Humble Oil appears through Owen and the broader
industrial context. The Your statements bring pipe or construction work into
the immediate area. Later infrastructure research brings in the Humble Oil
refinery build-out, PG&E, contractor work, and the former Benicia Arsenal
conversion. The police reports alone do not prove the full Corridor of Power
thesis, but they do show that industrial and construction movement was not
external to the murder scene. It passed through it.
This is why Vol. 1’s phrase remains useful: an
infrastructure wound in rural form.
Vol. 2 shows the wound in the reports.
9. The local social-motive field
Before Zodiac was a public name, police had to
investigate the possibility that the motive was local.
This is why the Ricky Burton material matters.
The reports document that investigators
explored a school-social and jealousy-related theory. Betty Lou Jensen had
known Ricky Burton. Friends and family gave statements. Melodie Jobe reported
that Betty Lou had been afraid. A note or school-related item was investigated.
Ricky was questioned. His family and others provided an alibi framework
involving the household, visitors, and the television program A Global
Affair with Bob Hope.
This material must be handled carefully.
It does not prove Ricky Burton killed anyone.

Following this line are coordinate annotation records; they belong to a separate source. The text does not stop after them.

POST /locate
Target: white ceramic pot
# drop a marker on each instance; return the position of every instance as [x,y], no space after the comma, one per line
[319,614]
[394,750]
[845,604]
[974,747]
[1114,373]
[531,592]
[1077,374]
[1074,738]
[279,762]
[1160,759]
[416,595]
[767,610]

It does not make him Zodiac. It should not be used to smear a juvenile whose
name entered the reports because police were doing what police had to do:
testing plausible local motives in the immediate aftermath of a double
homicide.
But the material is still important.
It shows the first interpretive frame before
Zodiac: jealousy, threat, suitor, school conflict, local youth drama. That
frame was picked up by the press almost immediately. Headlines and articles
suggested a possible jealousy motive or rejected-suitor angle. The press did
not invent the social field from nothing; it drew from real investigative
activity. But media framing is not the same as evidentiary conclusion.
The right formulation is:
The reports establish a local social-motive
investigation. They do not establish a local social-motive solution.
This distinction protects both the research and
the people named in the reports.
The school-social field also reveals something
broader: Betty Lou Jensen and David Faraday were not isolated. They moved
through Hogan High School, Pythian Castle, friends’ homes, family homes, and
youth networks. Their evening was reconstructed because they were socially
visible.
That visibility is not motive by itself.
But it is part of the victimology.
10. The Pythian youth field and same-day
visibility
The same-day newspaper clipping that names
Betty Lou Jensen in the Pythian Sunshine Girls context is extraordinary because
of timing.
On December 20, 1968 — the day she was murdered
— Betty Lou appeared in local print inside a formal youth-civic setting. Dave
Faraday was also named among the installation escorts. This does not prove that
the killer read the clipping, chose her because of it, or targeted the Pythian
context.
But it does prove something meaningful:
The victims were publicly legible inside
Vallejo’s youth-social world on the day of the murder.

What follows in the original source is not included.